Ratnashri Pandey is from Madhya Pradesh. Her family pressured her to
marry soon after she passed her class nine examinations. Pandey told
Human Rights Watch, “I didn’t want to be married, but a girl’s wishes
are not respected. Everyone said I should get married…I got married.”
Pandey never set eyes on the groom; not even his photograph. “I told my
nana (mother’s father) I wanted to study after marriage.”
She described her struggle to continue her education — juggling
household work, fighting with her husband and in-laws to delay
pregnancy, and enduring insults and beatings because of her decisions.
She separated from her husband because he started beating their young
daughter, and eventually divorced him.
She completed her master’s degree and worked as a teacher. But
because the income was not enough to support both her and her children,
Pandey dreamed of becoming a civil servant.
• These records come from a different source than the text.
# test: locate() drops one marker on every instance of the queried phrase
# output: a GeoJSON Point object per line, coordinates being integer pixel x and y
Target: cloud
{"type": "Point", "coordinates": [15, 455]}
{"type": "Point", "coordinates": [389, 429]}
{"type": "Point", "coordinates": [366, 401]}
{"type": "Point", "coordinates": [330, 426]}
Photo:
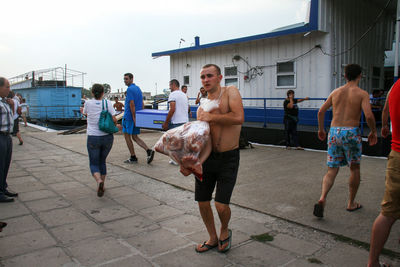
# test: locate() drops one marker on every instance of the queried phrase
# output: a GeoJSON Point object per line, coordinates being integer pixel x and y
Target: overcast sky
{"type": "Point", "coordinates": [105, 39]}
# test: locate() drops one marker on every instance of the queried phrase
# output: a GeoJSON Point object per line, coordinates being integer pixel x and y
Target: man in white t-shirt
{"type": "Point", "coordinates": [16, 112]}
{"type": "Point", "coordinates": [178, 107]}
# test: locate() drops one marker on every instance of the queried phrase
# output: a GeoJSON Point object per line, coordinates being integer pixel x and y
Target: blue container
{"type": "Point", "coordinates": [52, 103]}
{"type": "Point", "coordinates": [151, 118]}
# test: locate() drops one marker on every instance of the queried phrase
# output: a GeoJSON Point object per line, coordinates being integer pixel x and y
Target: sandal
{"type": "Point", "coordinates": [206, 246]}
{"type": "Point", "coordinates": [228, 240]}
{"type": "Point", "coordinates": [100, 189]}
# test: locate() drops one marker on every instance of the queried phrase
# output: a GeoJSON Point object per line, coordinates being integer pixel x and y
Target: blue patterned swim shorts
{"type": "Point", "coordinates": [344, 146]}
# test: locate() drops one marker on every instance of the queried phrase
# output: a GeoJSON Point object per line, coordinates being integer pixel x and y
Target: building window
{"type": "Point", "coordinates": [186, 80]}
{"type": "Point", "coordinates": [286, 74]}
{"type": "Point", "coordinates": [376, 78]}
{"type": "Point", "coordinates": [231, 76]}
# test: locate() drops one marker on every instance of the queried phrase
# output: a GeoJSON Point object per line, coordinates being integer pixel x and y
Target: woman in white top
{"type": "Point", "coordinates": [24, 110]}
{"type": "Point", "coordinates": [99, 143]}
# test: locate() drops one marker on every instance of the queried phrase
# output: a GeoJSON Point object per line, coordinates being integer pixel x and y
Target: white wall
{"type": "Point", "coordinates": [347, 21]}
{"type": "Point", "coordinates": [312, 70]}
{"type": "Point", "coordinates": [341, 23]}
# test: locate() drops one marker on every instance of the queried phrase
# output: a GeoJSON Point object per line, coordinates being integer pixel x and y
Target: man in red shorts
{"type": "Point", "coordinates": [390, 206]}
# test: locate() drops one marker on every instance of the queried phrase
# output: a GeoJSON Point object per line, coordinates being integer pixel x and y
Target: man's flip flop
{"type": "Point", "coordinates": [2, 225]}
{"type": "Point", "coordinates": [318, 210]}
{"type": "Point", "coordinates": [100, 190]}
{"type": "Point", "coordinates": [358, 206]}
{"type": "Point", "coordinates": [228, 240]}
{"type": "Point", "coordinates": [206, 246]}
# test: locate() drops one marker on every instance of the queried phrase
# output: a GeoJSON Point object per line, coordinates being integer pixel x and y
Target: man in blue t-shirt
{"type": "Point", "coordinates": [133, 102]}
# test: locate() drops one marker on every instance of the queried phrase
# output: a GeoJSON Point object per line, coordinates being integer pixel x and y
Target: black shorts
{"type": "Point", "coordinates": [220, 169]}
{"type": "Point", "coordinates": [16, 126]}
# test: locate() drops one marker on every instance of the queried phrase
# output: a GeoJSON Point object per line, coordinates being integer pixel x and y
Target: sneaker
{"type": "Point", "coordinates": [150, 156]}
{"type": "Point", "coordinates": [173, 162]}
{"type": "Point", "coordinates": [131, 160]}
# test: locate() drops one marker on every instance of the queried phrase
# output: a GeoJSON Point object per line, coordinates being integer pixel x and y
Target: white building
{"type": "Point", "coordinates": [307, 57]}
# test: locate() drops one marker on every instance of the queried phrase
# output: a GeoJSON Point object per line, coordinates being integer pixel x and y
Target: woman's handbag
{"type": "Point", "coordinates": [106, 123]}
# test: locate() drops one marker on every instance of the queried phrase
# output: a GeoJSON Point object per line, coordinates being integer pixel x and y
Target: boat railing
{"type": "Point", "coordinates": [55, 112]}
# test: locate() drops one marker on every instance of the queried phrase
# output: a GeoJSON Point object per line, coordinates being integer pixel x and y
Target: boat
{"type": "Point", "coordinates": [53, 95]}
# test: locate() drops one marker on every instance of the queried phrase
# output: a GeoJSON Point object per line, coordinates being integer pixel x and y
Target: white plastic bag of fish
{"type": "Point", "coordinates": [184, 143]}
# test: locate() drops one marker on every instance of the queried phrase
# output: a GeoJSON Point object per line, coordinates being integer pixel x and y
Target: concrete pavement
{"type": "Point", "coordinates": [148, 216]}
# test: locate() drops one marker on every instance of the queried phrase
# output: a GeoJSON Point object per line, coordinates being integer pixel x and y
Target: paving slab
{"type": "Point", "coordinates": [60, 216]}
{"type": "Point", "coordinates": [201, 236]}
{"type": "Point", "coordinates": [27, 187]}
{"type": "Point", "coordinates": [345, 255]}
{"type": "Point", "coordinates": [110, 213]}
{"type": "Point", "coordinates": [77, 231]}
{"type": "Point", "coordinates": [135, 260]}
{"type": "Point", "coordinates": [26, 242]}
{"type": "Point", "coordinates": [187, 257]}
{"type": "Point", "coordinates": [130, 226]}
{"type": "Point", "coordinates": [137, 201]}
{"type": "Point", "coordinates": [13, 209]}
{"type": "Point", "coordinates": [160, 212]}
{"type": "Point", "coordinates": [259, 254]}
{"type": "Point", "coordinates": [47, 204]}
{"type": "Point", "coordinates": [98, 251]}
{"type": "Point", "coordinates": [54, 177]}
{"type": "Point", "coordinates": [92, 202]}
{"type": "Point", "coordinates": [45, 257]}
{"type": "Point", "coordinates": [249, 226]}
{"type": "Point", "coordinates": [295, 245]}
{"type": "Point", "coordinates": [184, 224]}
{"type": "Point", "coordinates": [21, 180]}
{"type": "Point", "coordinates": [121, 191]}
{"type": "Point", "coordinates": [21, 224]}
{"type": "Point", "coordinates": [17, 173]}
{"type": "Point", "coordinates": [35, 195]}
{"type": "Point", "coordinates": [66, 186]}
{"type": "Point", "coordinates": [77, 193]}
{"type": "Point", "coordinates": [157, 241]}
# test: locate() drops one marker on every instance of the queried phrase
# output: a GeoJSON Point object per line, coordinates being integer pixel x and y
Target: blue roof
{"type": "Point", "coordinates": [287, 30]}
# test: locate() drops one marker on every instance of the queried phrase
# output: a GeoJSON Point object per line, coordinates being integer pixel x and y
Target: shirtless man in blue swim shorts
{"type": "Point", "coordinates": [344, 139]}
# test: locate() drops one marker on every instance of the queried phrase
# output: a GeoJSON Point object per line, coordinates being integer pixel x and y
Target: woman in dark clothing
{"type": "Point", "coordinates": [291, 118]}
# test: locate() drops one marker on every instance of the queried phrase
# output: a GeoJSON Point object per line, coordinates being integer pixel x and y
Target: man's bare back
{"type": "Point", "coordinates": [347, 103]}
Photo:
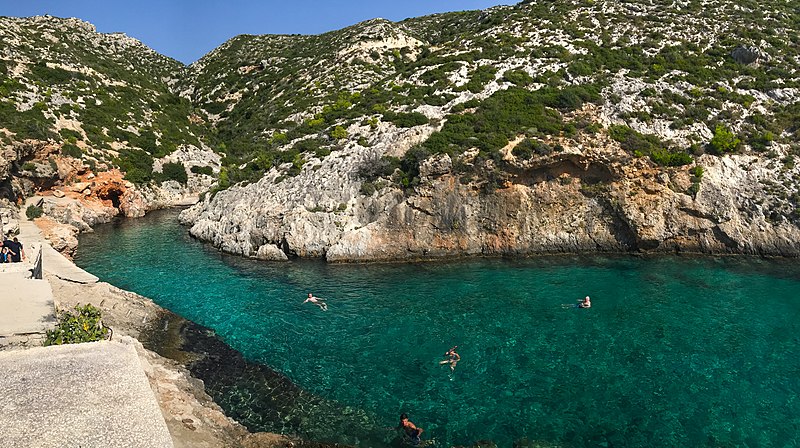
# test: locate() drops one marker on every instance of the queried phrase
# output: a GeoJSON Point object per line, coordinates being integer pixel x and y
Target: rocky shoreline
{"type": "Point", "coordinates": [178, 357]}
{"type": "Point", "coordinates": [589, 198]}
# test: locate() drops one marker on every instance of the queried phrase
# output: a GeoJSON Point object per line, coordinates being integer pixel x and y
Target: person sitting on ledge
{"type": "Point", "coordinates": [13, 247]}
{"type": "Point", "coordinates": [20, 251]}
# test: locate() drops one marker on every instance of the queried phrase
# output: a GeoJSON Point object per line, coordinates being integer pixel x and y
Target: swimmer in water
{"type": "Point", "coordinates": [452, 358]}
{"type": "Point", "coordinates": [317, 301]}
{"type": "Point", "coordinates": [411, 430]}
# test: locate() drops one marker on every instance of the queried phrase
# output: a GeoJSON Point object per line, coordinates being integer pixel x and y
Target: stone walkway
{"type": "Point", "coordinates": [88, 395]}
{"type": "Point", "coordinates": [27, 308]}
{"type": "Point", "coordinates": [79, 395]}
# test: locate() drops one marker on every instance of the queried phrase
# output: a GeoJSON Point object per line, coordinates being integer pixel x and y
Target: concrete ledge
{"type": "Point", "coordinates": [27, 305]}
{"type": "Point", "coordinates": [81, 395]}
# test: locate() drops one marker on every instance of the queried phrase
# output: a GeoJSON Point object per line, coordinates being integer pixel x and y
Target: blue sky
{"type": "Point", "coordinates": [188, 29]}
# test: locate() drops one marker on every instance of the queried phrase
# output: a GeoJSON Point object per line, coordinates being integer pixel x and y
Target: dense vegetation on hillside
{"type": "Point", "coordinates": [674, 78]}
{"type": "Point", "coordinates": [103, 98]}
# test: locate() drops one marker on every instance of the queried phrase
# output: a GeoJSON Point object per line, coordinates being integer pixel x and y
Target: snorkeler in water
{"type": "Point", "coordinates": [452, 358]}
{"type": "Point", "coordinates": [317, 301]}
{"type": "Point", "coordinates": [411, 430]}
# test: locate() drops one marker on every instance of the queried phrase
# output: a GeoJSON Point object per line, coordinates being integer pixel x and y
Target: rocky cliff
{"type": "Point", "coordinates": [541, 127]}
{"type": "Point", "coordinates": [663, 127]}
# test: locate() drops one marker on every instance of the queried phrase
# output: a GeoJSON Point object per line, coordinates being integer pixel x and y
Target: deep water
{"type": "Point", "coordinates": [676, 351]}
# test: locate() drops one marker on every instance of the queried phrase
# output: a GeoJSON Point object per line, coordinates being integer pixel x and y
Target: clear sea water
{"type": "Point", "coordinates": [676, 351]}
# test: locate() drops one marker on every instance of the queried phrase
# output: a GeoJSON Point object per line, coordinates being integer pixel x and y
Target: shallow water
{"type": "Point", "coordinates": [676, 351]}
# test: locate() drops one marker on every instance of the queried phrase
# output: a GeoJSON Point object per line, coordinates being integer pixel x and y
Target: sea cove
{"type": "Point", "coordinates": [675, 350]}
Leaving her children in her
parents’ care, she went to another city, moved into a women’s hostel,
and started preparing for the State civil services examinations. Her
parents spent nearly Rs.300,000 to help. She passed the preliminary
examination in 2006. But State policy stopped her in her tracks a month
before she was to sit the main examination.
The Madhya Pradesh authorities informed Pandey that she was
ineligible to take the exam because she was married as a child, she
said. She filed a case in the Madhya Pradesh High Court, which granted
her permission to write the examination pending a decision on the merits
of the case. She did not pass the first time. After another round of
litigation, she sat the exam again in 2009. “I spent more time in courts
than with my books,” she said. The Madhya Pradesh High Court upheld the
government rule disqualifying applicants who had married as children.
She appealed to the Supreme Court, and awaits the verdict.